Big inside baseball Episcopal Church liturgy thread incoming, feel free to mute this thread if you'd prefer to not deal with it.
So, our Task Force on Liturgical and Prayer Book Revision ("TFLPBR") just dropped their report for our next General Convention, and I want to think through it a little bit with you all. https://extranet.generalconvention.org/staff/files/download/29991?fbclid=IwAR0LmDj-B66ZqxkXgCFEf-YQargD3FtYvw5xD3DWR2mgS66-xU9uEM3GbNo
On my reading, here's what it does: (1) preserves the 1979 book as authorized in its current form (2) suggests that new liturgical materials be developed and authorized primarily as digital/virtual, not necessarily in book form
(3) stipulates that such materials must be in line with our doctrine (which is roughly to say creedal) & meet expansive & inclusive language guidelines (4) retains the provision that new liturgical materials must pass 2 General Conventions
Here are some disorganized thoughts on this:

First, the good. I'm glad that a high bar (2 GCs!) is retained for approving new liturgies and that there is a commitment that they be creedal.
Now, the most dramatic change - albeit one that is in many respects more the culmination of a process than a wholly new thing - is the abandonment of any vestige of the historic Anglican position that for a given church there will be "but one Use," in a single book.
This has, let's be honest, been chipped away at since the late 19th c., and most dramatically in the second half of the 20th. Here in TEC, we have in our BCP two rites, six Eucharistic prayers, as well as the 'Rite III' create-your-own Eucharist...
...along with the Eucharistic prayers in Enriching Our Worship, the set of three modified 1979 prayers that last GC passed for trial use, and also lots of parishes just do whatever they want, regardless of whether our canons allow it.
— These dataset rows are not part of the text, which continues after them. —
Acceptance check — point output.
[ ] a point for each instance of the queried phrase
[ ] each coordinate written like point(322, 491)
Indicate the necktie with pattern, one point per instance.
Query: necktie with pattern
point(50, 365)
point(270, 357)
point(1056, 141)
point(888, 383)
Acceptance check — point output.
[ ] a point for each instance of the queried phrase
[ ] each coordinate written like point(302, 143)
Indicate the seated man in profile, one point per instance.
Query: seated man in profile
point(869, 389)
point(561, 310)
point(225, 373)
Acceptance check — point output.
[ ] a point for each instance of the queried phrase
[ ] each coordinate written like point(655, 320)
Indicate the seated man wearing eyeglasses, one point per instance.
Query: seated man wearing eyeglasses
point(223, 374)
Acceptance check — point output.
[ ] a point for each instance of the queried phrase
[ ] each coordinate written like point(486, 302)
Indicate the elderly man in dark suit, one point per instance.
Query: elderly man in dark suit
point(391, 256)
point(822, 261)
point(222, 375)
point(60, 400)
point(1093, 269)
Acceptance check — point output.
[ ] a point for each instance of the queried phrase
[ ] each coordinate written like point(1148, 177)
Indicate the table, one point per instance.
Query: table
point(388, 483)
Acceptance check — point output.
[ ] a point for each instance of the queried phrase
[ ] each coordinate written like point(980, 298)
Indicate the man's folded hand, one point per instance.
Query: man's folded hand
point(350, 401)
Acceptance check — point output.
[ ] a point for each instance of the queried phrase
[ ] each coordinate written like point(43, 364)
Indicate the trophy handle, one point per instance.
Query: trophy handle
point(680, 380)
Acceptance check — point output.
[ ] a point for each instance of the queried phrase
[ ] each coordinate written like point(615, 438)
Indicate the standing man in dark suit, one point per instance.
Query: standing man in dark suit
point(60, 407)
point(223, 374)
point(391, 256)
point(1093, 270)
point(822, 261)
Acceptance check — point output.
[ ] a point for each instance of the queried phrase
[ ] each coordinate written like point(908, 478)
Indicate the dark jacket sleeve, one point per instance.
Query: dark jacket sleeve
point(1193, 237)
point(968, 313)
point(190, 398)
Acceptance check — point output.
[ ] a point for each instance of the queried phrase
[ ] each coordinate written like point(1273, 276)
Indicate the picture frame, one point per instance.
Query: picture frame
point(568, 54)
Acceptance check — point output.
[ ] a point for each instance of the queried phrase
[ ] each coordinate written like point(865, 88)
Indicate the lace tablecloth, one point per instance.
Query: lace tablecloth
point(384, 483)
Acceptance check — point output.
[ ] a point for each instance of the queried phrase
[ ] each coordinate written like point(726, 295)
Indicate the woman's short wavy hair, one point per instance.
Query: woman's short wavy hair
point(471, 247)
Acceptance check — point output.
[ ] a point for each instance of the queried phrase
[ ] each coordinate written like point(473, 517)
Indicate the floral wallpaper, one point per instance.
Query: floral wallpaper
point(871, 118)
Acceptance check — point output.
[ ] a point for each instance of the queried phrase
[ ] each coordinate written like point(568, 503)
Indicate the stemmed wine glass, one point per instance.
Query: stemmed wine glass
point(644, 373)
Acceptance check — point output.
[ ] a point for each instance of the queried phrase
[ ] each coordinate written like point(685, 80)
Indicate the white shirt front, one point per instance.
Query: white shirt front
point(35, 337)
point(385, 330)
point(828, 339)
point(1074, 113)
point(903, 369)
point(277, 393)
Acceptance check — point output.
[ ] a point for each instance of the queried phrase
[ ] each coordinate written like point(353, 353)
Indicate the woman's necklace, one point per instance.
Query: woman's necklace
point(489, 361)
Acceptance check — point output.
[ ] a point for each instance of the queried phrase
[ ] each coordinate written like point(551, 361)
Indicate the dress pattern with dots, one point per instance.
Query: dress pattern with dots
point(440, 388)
So, in one sense, one might reasonably say that this proposal to produce a new directory of approved liturgies alongside the BCP is just being honest about the situation that currently exists, and trying to regularize it/bring it under some level of control.
On the other hand, one might say that this marks something new: an abandonment, even in principle, of being a church of 'one Use'. And maybe this is unimportant or even positive! Certainly the traditional Anglican way isn't the only way to organize liturgy. But it is significant.
It is very helpful to be able to give someone a single volume and say "this will take you from cradle to grave", to be able to say that they could take this volume into any church and (hopefully, at least...) worship according to the liturgy.
It is a helpful check on clerical tinkering to have a sort of liturgical contract between people and priest, that liturgy will be conducted according to forms accessible to all.
And this is a big thing to lose!
Now some people have suggested that this means for us liturgical conservatives (perhaps not the best phrase) this means that we'll be able to get the 1928 and the 1662 approved again, that this will open up opportunities for retrieval of more classical liturgies. I'm not so sure.
As I read the proposal, new liturgies will have to pass the inclusive & expansive language guidelines put out by the SCLM. It's unclear exactly what that will mean in practice, but probably neither the 1979 nor its predecessor liturgies would 'pass' in their current forms.
And this, I must confess, raises another question for me. As someone who believes that Father, Son, and Holy Spirit is the revealed name of the Triune God as translated into English, and so ought to be used in public worship, how many of our new liturgies will be usable by me?
Now of course, you might reasonably riposte that I'll still have the 1979, and be free to use that. And that's fair enough as far as it goes. But that, for me, raises yet a further potential issue.
Will it really satisfy if our 'book' remains the 1979 book, yet it contains material unacceptable to many of our members, and then we just have lots of additional materials that get printed off or w/e? Is this a stable solution?
And I should note that I include myself here among those who does not want the 1979 book as it currently exists to remain our perpetual book; the marriage service needs to reflect our commitment to the possibility of same-gender marriage!
So idk, I find myself perhaps like the late 19th c. Anglo-Catholics did. Do I want to just try to eke out a space to be tolerated in the church, or still hold out hope for the entire church's transformation?
Like, I still believe that the best solution at this time would be a light-touch revision of the 1979, which revises the marriage liturgy & catechism, incorporates some of the EOW material that has stood the test of time, makes some minor tweaks to language for God.
But it's entirely possible that the ship has sailed, that our ability to be a people of one book is gone, and that what TFLPBR has given us, a robust set of rules for determining alternative liturgies on a roughly CofE/SEC liturgical pattern, is the best we can do at this point
(And lest I sound too mournful, this obviously isn't *terrible*! It's already the situation in a number of member churches of the Anglican Communion; it can be made to work. I just think there are real losses.)